The National Theatre today announces a new exhibition, Look At You Now, featuring photo portraits by young people of 53 people who are connected with the NT including actors Julie Walters and Lenny Henry, director Indhu Rubasingham and lighting designer Paule Constable.

Young people mentored by some of the UK’s leading professional photographers used iPhones to recapture a childhood photo of each of the sitters. This exhibition presents the original inspirational image alongside the new portrait in pairs throughout the building, presenting a unique visual living history charting where people start, and what they have gone on to achieve. A free exhibition guide detailing all 53 portrait pairs can be picked up from the Lyttelton Lounge and throughout the building.

People featured in the exhibition come from a cross section of careers across the creative industries from actors to costume designers, playwrights to sound technicians. They all spent time with the young people talking about their work in theatre and the path their lives took since the original photograph was taken.

Speaking about the project Rufus Norris, Director of the NT said: “Creativity can come from anywhere and everywhere and it is really crucial that all of the arts, theatre included, are populated by people that come from every corner of this country as the broader the mix, the richer the art that will come from it. What I really love about this exhibition is how it truly highlights how creativity really is in everyone and I hope this inspires our next generation to think about exploring careers in the creative industries.”

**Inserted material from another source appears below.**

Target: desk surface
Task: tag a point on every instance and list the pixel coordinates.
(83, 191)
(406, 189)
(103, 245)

The young people who took part in the project came from neighbouring schools and  colleges and  have gained skills in portrait composition, identifying shoot locations and photographic lighting through working with their mentors.

One of the mentors who worked with the young photographers was Mary McCartney who said, “This exhibition showcases the unique talent that surrounds the National Theatre and reflects the passion and artistic creativity that keeps it at the forefront of British theatre. Mentoring my budding photographer at the NT was all I wanted it to be and I hope they have been inspired through taking part in the project.”

The story of the exhibition is told in the Lyttelton Lounge including a short film featuring a number of people featured in exhibition.